C’est Vindex, gouverneur de la Gaule  lyonnaise, qui donne le signal de l’insurrection entre le 9 et le 12 mars 68. Vindex a pris contact avec Galba, en Espagne, mais il n’a, en Gaule même, aucune légion sur qui compter et n’est soutenu que par une « armée populaire ». Et quand Lucius Verginius Rufus se présente avec ses légions de Haute-Germanie, Vindex ne fait pas le poids. Le premier round est pour Néron !
Mais la mort de Vindex est loin de signifier la fin du soulèvement : Galba, gouverneur de l’Espagne tarraconaise, est prêt à prendre la suite. Son prestige est immense et l’armée toute entière pourrait suivre ce général rebelle. Néron essaie bien de l’éliminer, mais les tentatives d’assassinat échouent toutes lamentablement ! En mai, Macer, général en Afrique, suit l’exemple de Galba et se soulève à son tour… Néron sait maintenant avec certitude qu’il est perdu…
« Quel artiste va périr avec moi ! »
Monnaie de l'empereur Néron
Monnaie de l'empereur Néron
Quand il apprend, en avril, la défection de Galba, Néron perd tout espoir de voir le soulèvement s’apaiser et se lance dans des préparatifs fébriles : on rassemble les troupes destinées à l’expédition caucasienne, on recrute une nouvelle légion, Néron se fait proclamer « consul sans collègue »… bref, Rome est en état de siège !
Parallèlement, l’opposition ne fait que croître à Rome, la famine fait rage et la plèbe gronde.
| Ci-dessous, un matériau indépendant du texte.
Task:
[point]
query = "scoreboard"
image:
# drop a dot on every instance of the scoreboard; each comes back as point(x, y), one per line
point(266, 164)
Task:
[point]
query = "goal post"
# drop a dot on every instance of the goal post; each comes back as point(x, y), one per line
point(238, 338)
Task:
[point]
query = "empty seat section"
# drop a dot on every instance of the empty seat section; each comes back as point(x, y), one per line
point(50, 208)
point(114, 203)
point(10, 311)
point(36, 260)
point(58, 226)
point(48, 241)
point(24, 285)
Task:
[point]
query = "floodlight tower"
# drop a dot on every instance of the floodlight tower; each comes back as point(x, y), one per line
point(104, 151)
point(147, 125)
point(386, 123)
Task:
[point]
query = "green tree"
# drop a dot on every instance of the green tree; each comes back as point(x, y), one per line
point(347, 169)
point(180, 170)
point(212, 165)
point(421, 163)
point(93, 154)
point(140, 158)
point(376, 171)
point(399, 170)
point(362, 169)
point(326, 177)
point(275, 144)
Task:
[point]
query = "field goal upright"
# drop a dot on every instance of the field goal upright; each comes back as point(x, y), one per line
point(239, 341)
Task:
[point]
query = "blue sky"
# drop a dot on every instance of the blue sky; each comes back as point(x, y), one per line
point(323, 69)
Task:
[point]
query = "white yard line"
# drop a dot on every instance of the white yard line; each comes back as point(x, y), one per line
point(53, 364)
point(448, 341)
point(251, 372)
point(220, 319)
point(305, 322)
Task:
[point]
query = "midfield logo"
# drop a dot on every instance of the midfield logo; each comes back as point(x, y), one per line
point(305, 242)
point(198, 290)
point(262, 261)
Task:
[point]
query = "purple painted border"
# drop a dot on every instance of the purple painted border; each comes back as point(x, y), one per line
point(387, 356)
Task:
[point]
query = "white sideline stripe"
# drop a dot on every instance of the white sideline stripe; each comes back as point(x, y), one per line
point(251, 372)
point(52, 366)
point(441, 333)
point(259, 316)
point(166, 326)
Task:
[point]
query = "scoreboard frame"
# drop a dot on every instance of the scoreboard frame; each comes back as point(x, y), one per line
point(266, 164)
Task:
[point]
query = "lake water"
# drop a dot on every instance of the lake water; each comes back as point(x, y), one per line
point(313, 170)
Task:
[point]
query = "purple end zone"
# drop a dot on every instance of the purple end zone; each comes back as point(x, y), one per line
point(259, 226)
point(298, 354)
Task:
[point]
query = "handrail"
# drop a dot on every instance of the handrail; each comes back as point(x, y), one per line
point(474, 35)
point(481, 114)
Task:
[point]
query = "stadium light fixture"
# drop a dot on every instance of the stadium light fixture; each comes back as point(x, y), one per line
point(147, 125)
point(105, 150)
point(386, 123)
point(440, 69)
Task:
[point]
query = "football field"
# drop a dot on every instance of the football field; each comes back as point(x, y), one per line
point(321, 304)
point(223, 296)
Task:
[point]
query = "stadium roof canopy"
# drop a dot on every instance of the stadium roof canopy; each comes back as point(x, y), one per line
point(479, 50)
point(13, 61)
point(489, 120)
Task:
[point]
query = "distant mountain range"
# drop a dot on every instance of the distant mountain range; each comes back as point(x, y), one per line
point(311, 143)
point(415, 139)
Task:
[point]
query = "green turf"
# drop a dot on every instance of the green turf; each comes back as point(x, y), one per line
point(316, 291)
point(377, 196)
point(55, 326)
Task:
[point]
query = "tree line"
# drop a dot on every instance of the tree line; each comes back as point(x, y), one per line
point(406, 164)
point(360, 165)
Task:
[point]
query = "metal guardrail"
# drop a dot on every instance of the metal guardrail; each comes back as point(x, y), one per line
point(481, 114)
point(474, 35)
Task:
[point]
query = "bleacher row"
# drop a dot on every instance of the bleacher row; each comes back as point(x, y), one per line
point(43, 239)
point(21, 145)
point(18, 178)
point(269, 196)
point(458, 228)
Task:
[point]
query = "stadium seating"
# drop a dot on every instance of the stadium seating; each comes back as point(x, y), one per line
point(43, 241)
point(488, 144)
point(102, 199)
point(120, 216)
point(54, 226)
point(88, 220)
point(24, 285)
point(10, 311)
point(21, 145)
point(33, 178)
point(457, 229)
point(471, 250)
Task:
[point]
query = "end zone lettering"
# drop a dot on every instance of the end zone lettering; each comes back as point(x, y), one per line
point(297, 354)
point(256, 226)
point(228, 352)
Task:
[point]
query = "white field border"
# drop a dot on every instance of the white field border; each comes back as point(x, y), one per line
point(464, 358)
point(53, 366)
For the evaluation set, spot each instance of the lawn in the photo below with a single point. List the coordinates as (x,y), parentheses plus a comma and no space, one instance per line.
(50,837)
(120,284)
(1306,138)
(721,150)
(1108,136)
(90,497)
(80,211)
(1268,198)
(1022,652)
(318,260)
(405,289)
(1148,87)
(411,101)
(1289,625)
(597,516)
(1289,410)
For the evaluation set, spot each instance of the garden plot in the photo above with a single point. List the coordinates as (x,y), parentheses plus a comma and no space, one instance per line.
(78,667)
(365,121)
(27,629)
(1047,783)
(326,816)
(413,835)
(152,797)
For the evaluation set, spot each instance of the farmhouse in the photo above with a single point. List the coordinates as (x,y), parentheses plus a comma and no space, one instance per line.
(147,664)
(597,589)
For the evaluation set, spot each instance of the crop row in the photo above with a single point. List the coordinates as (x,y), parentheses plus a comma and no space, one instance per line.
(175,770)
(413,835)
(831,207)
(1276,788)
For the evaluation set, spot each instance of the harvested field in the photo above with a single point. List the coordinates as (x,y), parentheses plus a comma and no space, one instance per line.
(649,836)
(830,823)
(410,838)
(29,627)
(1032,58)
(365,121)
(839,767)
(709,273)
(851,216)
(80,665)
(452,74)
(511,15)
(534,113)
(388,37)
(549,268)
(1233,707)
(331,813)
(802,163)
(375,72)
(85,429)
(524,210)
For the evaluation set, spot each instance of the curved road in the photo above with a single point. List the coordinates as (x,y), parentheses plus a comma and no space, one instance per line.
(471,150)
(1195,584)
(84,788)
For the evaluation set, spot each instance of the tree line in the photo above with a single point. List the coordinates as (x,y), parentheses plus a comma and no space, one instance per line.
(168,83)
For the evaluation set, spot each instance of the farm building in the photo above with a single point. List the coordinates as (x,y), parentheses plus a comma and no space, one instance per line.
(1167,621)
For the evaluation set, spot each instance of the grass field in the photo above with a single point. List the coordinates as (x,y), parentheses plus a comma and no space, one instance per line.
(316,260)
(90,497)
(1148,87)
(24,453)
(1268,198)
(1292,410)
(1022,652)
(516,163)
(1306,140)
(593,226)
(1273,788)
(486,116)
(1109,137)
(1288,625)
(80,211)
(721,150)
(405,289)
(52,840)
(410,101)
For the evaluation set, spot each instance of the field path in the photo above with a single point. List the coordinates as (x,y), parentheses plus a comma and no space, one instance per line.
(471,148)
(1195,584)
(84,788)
Les rumeurs les plus folles circulent, démoralisant les rares partisans de l’empereur… Début juin, Néron, totalement affolé, se réfugie dans le parc de Servilius et songe même à gagner l’Égypte ou la Parthie…
Le 11 juin, Galba est proclamé empereur et Néron, détrôné après quatorze ans de règne, devient ennemi public…
S’il veut éviter les outrages de la torture et une fin ignominieuse, la seule issue est le suicide. Néron s’empare d’un poignard et, alors qu’il allait se transpercer le cœur, aurait déclaré avec emphase :
-Quel artiste va périr avec moi !
Ainsi mourait le dernier des Julio-Claudiens. Il avait trente ans.